Too often the media and the public are prone to an emotional desire for our athletes and sports stars to neatly fit into ready-made narratives. Consider LeBron James, arguably America's most famous athlete. At first he was an Ohio kid playing for an Ohio team, prepared to bring long-suffering Cleveland a championship, The King. That was the narrative. Until "The Decision" when James unceremoniously left Cleveland for Miami and automatically became The Villain. Now that is the narrative, and anything said or written about him must revolve around villainous decision.

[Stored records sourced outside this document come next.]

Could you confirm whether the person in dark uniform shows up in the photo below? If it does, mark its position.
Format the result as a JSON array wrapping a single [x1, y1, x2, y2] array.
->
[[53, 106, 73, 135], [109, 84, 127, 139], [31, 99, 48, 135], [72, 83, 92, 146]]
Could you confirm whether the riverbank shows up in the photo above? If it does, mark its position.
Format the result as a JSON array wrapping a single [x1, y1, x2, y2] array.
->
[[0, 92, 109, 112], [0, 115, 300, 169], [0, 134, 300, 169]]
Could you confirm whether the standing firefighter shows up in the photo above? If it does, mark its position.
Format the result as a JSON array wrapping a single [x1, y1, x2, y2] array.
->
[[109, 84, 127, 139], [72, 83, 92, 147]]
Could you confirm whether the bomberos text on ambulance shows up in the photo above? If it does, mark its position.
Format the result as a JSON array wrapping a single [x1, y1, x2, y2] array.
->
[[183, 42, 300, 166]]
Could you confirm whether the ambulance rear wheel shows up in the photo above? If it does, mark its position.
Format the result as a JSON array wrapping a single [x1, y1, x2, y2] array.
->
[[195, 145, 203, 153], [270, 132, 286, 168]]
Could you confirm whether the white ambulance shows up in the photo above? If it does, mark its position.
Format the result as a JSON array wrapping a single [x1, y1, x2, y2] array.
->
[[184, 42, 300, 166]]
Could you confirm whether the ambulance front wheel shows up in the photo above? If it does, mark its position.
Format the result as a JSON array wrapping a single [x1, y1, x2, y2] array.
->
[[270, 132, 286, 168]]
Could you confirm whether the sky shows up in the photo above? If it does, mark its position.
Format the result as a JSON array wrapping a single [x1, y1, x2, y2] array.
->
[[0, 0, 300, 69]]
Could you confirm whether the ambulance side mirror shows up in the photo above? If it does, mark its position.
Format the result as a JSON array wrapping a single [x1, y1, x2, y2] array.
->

This is what makes Ron Howard's "Rush", his adrenaline-soused story of the 1970's Formula One rivalry between Niki Lauda and James Hunt, both a little smart and a little stale. At the movies we demand tangible change in our characters, for them to begin with one perspective but come around to another just in the nick of time for the closing credits. And while Lauda and Hunt do change in their attitude to one another, their overriding worldview very specifically remains the same. They maintain their own narratives.
Scripted by Peter Morgan, "Rush" opens with the apparent intention to hone in on James Hunt, played by a charismatic Chris Hemsworth with a mane of hair that all on its lonesome seems to emit Sexual Radioactive Frequencies. Before the movie is but a few minutes old he has already scored with the nurse charged to tend his wounds and then squired her to next his race. Quickly she is forgotten, as are most (all?) of the women in Hunt's life, such as the vixen Suzy Miller (Olivia Wilde). She waltzes into the garage in her swank fur coat, makes doe eyes at him and a scene later they're married. At first I thought this was weak writing, then I realized it to be a strength. Hunt doesn't dabble. He does.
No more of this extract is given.